Balabolka Text Extract Utility
The utility allows to extract text from the various types of files. The extracted text can be combined into one file or/and split into few files. The list of rules for pronunciation correction from Balabolka can be applied to text.
Supported formats for input files: AZW, AZW3, CHM, DOC, DOCX, EPUB, FB2, HTML, MHT, MOBI, ODT, PDB, PDF, PRC, RTF, TCR, TXT, WPD. The IFilter interface will be used for files with unknown extensions.
The utility works from the command line, without displaying any user interface. This is useful to integrate the text processing options to other applications, for example.
Execution order of operations:
The utility handles various command line parameters to be able to extract text from files. The command line options use the syntax "blb2txt [options ...]", all parameters must be separated by a space. Options can appear in any order on the command line so long as they are paired with their related parameters. Use the "blb2txt -?" command line to get help on the command line syntax and parameters.
Extract text from BOOK.DOC and save as "New Book.txt":
blb2txt -f "d:\Docs\book.doc" -v "d:\Text\" -p "New Book"

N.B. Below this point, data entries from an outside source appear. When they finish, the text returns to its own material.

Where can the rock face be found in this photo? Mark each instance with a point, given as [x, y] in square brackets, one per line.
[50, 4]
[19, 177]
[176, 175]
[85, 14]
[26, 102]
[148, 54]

Extract text from the Microsoft Word and RTF documents, remove empty lines and save text files in UTF-8 encoding:
blb2txt -f "d:\Docs\*.doc" -f "d:\Docs\*.rtf" -v "d:\Text\" -e "utf8" --replace-empty-lines
Extract text from all files in the specified folder, unite and save as "Document.txt":
blb2txt -f "d:\Docs\*.*" -v "d:\Text\" -p "Document" -u
Extract text from 1.DOC, divide on parts with size 100 KB and save as text files "Document 20.txt", "Document 21.txt", etc.:
blb2txt -f "d:\Docs\1.doc" -v "d:\Text\" -p "Document" -a -n 20 -t 100
Extract text from BOOK.FB2, find the words "CHAPTER" and "CONTENTS" to divide text on parts and save as files with the names "Book 1.txt", "Book 2.txt", etc.:
blb2txt -f "d:\Book\book.fb2" -v "d:\Text\" -p "Book" -k "CHAPTER" -k "CONTENTS"
Extract text from BOOK.EPUB, find "###" to divide text on parts, remove "###" from text and save each part as a new file:
blb2txt -f "d:\Book\book.epub" -v "d:\Text\" -p "Book" -r "###"
Get text from STDIN, remove excess spaces, linebreaks and empty lines, write the updated text to STDOUT:
blb2txt -i -o --remove-spaces --remove-linebreaks --replace-empty-lines
The command line options can be stored as a configuration file "blb2txt.cfg" in the same folder as the utility.
The sample configuration file:
The utility may combine options from the configuration file and the command line.
You are free to use and distribute software for noncommercial purposes. For commercial use or distribution, you need to get permission from the copyright holder.